The new guidance treats COVID-19 like influenza or RSV, despite evidence that even in a post-Omicron and post-vaccination world, COVID remains far more dangerous. Since the end of December, 2000 people died from COVID-19 each week, even with the gross undercounts we see since the CDC has transitioned to the use of “provisional death data.” The flu on the other hand, is both more predictable (it is entirely seasonal) and far less harmful. This flu season, deaths never topped ¼ of COVID-19 deaths, and COVID has continued to kill people year-round. And while we understand fully that viruses have long contributed to disabling post-viral conditions like ME/CFS, nothing seems to touch the rate at which COVID disables: 1 in 9 infected people suffers from long COVID-19 symptoms. 6 million children are currently suffering from long COVID-19.
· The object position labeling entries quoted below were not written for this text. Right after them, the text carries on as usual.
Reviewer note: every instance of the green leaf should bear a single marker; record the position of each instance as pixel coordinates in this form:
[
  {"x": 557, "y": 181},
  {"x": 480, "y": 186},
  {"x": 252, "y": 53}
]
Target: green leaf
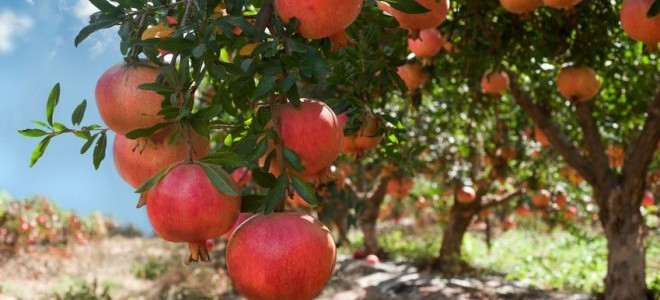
[
  {"x": 138, "y": 133},
  {"x": 252, "y": 203},
  {"x": 265, "y": 85},
  {"x": 88, "y": 144},
  {"x": 151, "y": 182},
  {"x": 32, "y": 132},
  {"x": 304, "y": 189},
  {"x": 407, "y": 6},
  {"x": 99, "y": 150},
  {"x": 293, "y": 159},
  {"x": 53, "y": 99},
  {"x": 39, "y": 150},
  {"x": 276, "y": 194},
  {"x": 654, "y": 9},
  {"x": 220, "y": 179},
  {"x": 79, "y": 113},
  {"x": 99, "y": 23}
]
Every person should be concerned. While the CDC reports COVID-19 is only severe for “vulnerable people,” its actual list of people that are considered “high risk” for severe COVID complications is extensive. The list includes anyone with a BMI over 30, anyone over the age of 50, anyone with depression, current and former smokers, anyone currently or recently pregnant, anyone “physically inactive,” and anyone with any one of a long list of medical conditions including (but not limited to) cancer, kidney disease, chronic lung diseases, asthma, diabetes, and dementia. Nearly all of us fit at least one of these categories. Risk is wide-spread.
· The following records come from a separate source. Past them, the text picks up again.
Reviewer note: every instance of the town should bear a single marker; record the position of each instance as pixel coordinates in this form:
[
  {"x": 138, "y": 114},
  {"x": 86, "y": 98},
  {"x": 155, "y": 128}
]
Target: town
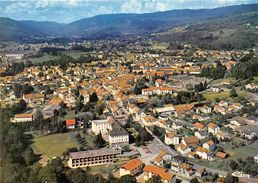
[{"x": 135, "y": 111}]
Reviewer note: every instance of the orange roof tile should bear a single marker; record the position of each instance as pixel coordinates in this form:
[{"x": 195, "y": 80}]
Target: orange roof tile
[
  {"x": 221, "y": 155},
  {"x": 158, "y": 171},
  {"x": 199, "y": 125},
  {"x": 212, "y": 125},
  {"x": 70, "y": 122},
  {"x": 132, "y": 164}
]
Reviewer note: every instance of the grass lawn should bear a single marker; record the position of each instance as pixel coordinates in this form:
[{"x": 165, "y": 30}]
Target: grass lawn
[
  {"x": 55, "y": 144},
  {"x": 221, "y": 95},
  {"x": 107, "y": 169},
  {"x": 217, "y": 164}
]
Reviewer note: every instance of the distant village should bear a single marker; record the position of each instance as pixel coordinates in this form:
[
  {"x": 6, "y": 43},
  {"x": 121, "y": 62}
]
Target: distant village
[{"x": 159, "y": 114}]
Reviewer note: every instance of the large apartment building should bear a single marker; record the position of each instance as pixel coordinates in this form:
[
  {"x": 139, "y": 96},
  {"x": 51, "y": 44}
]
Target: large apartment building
[
  {"x": 102, "y": 125},
  {"x": 117, "y": 135},
  {"x": 92, "y": 157}
]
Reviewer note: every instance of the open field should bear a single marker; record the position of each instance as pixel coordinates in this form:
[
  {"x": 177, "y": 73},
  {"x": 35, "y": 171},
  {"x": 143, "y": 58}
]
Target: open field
[
  {"x": 217, "y": 164},
  {"x": 54, "y": 145},
  {"x": 107, "y": 169},
  {"x": 221, "y": 95}
]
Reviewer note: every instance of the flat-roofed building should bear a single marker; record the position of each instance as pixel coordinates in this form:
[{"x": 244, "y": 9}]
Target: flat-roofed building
[{"x": 92, "y": 157}]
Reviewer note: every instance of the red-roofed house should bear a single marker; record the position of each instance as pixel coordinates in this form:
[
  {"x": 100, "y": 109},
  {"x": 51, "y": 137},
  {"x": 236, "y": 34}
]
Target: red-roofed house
[
  {"x": 70, "y": 123},
  {"x": 150, "y": 171},
  {"x": 132, "y": 167}
]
But, even if only a small proportion of vulnerable people needed to worry, we would still object to the CDC’s move to reduce isolation periods. What kind of a society sacrifices our most vulnerable community members so CEOs can continue to nickel and dime employees out of paid sick leave? Who decided that the isolation and death of our disabled and elderly members is acceptable?
We must connect dots. This push for workers to work sick, this proposal in defiance of public safety, comes from the same industry-first leadership that wants us to look away while Israel massacres nearly 30,000 Palestinians in Gaza with U.S. weapons and support. The same industry players also worked immediately in opposition to pandemic protections, misled us about plastic recycling they knew was not a real solution, and now seek to undermine freedom of speech and consolidate corporate influence on university campuses.
We at the People’s CDC are trying to push for an alternative approach: one based in scientific reality and on love and commitment to community. We know that when given accurate information about how to protect each other, people rise to the occasion. The CDC’s own scientists confirmed this in a 2022 MMWR Report – and the large numbers of protestors wearing N95-grade masks at protests and meetings for Palestine confirm this. There is much more we can do when we “invest in life,” and reframe policymaking and grassroots organizing around community care.
We all have a lot of trauma about the pandemic. But our trauma will not be resolved by pretending the threat is gone. Instead, we need to urge our government leaders to adopt a clear public health approach to the pandemic which puts the most vulnerable people first. This would include communicating the well-documented risks of COVID-19 and long COVID-19 to the public. It would include reinstating public funding for widespread PCR and at-home testing and support for air-detection devices. It would include regularly-updated vaccines, universal access to treatments for COVID-19, and adequate funding for long COVID-19 research, clinical trials and treatments. It would include improving workplace safety guidance, with enforceable indoor air quality regulations. It would include funding for ventilation upgrades in public spaces. Four years into this pandemic, it’s time that we recognized our collective power to win what we need to survive. Our future is on the line.
The People’s CDC is a volunteer collective of public health practitioners, scientists, healthcare workers, educators, advocates and everyday people.